《Losing the Chinese market? The industrial shift behind the plunge in EU pork exports》
In 2025, the European Union’s pork exports to China (including pig offal, of which over 70% was offal) fell to just 367,416 tons, a sharp drop of 21% year-on-year. Export value plunged 23% to USD 857.5 million. These figures, released by the Import and Export Food Safety Information Platform of Foodmate Partners (March 2, 2026), have caused anxiety in the European pig industry and sounded an alarm for the global livestock supply chain.
This export collapse was no accident. According to Announcement No. 80 (2025) of China’s Ministry of Commerce, since December 17, 2025, China has imposed anti-dumping duties of 4.9% to 19.8% on imported pork and pig by-products originating from the EU, for a period of five years. Previously, the EU had relied on agricultural subsidies to capture the Chinese market with low prices, with its share of China’s pork imports once reaching 55%, severely impacting China’s domestic pig industry. After the anti-dumping duties took effect, the price competitiveness of EU pork was directly undermined.
At the same time, China’s domestic pig production capacity has continued to recover. In 2025, China’s hog slaughtering volume reached 719.73 million head, with pork output of 59.38 million tons, up 4.1% year-on-year. In addition, as residents’ dietary structures upgrade, demand for by-products such as offal has declined. Since offal accounts for over 70% of EU pork exports to China, weaker demand has directly reduced overall export volumes.

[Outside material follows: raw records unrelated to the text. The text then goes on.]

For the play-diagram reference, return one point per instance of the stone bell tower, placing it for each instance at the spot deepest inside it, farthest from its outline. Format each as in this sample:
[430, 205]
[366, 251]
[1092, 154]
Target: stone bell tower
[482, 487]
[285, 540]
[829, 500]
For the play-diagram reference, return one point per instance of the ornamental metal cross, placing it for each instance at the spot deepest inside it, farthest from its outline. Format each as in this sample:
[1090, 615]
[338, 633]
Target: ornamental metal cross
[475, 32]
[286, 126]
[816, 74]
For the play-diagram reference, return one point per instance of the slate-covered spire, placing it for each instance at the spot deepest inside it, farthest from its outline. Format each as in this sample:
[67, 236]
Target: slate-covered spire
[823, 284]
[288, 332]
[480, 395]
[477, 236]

As EU exports to China falter, Russia, the United States, Brazil, and other countries have quickly seized market share due to cost advantages. Russia’s pork export value to China surged 60% year-on-year in 2025, becoming a top ten pork supplier to China in just over a year. The pig production costs in the United States and Brazil are 15%–20% lower than in the EU, further diverting the EU's export share.
The EU itself is also mired in difficulties. Pig prices remained low throughout 2025, ending the year at just €1.35/kg, and further fell to €1.21/kg at the start of 2026. An outbreak of African swine fever in Spain led to the suspension of numerous export permits, forcing 530,000 tons of pork back into the domestic market and exacerbating internal oversupply.

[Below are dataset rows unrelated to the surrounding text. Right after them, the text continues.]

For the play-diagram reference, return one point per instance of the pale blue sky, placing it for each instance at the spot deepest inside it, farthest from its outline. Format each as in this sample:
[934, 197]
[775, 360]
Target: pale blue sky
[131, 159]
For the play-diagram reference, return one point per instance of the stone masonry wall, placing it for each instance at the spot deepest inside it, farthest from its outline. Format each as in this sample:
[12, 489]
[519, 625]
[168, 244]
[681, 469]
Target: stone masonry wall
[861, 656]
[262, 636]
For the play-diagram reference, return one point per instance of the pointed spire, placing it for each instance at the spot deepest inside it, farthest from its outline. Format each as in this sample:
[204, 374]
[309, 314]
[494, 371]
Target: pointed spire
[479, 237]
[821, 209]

This export crisis sends clear warning signals for veterinary drug trading companies. First, pay attention to policy risks in target markets. Trade policies such as anti-dumping measures and tariffs can instantly reshape market dynamics; over-reliance on any single export market carries significant hidden dangers. Second, follow the rhythm of global supply chain restructuring. The strong growth of pork exports to China from Russia, Brazil, and others indicates that these countries are expanding their pig industries — and thus their demand for veterinary drugs and vaccines — meriting early strategic positioning. Third, be alert to downstream volatility. The EU pig industry is facing losses and pressure to exit; veterinary drug procurement demand will inevitably contract. Exporters need to adjust their customer structure in a timely manner to diversify risk.

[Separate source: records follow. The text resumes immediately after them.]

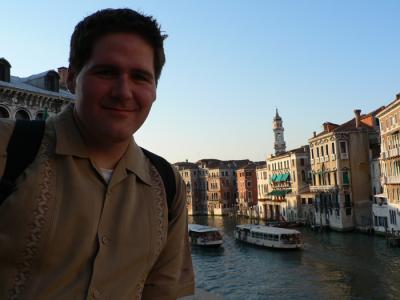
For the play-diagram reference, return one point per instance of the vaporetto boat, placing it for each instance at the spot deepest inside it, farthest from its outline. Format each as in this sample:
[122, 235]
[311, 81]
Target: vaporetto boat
[201, 235]
[268, 236]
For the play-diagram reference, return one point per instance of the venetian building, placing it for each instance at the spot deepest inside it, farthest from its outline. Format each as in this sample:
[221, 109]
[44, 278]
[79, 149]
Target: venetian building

The sharp drop in EU pork exports to China is not the end. With the sustained impact of the anti-dumping duties, export volumes are expected to decline further in 2026. For veterinary drug trading companies, this crisis is a clear signal: the global livestock industry pattern is accelerating its restructuring, and only by keeping pace with the shift in the supply chain can one seize the initiative in a changing landscape.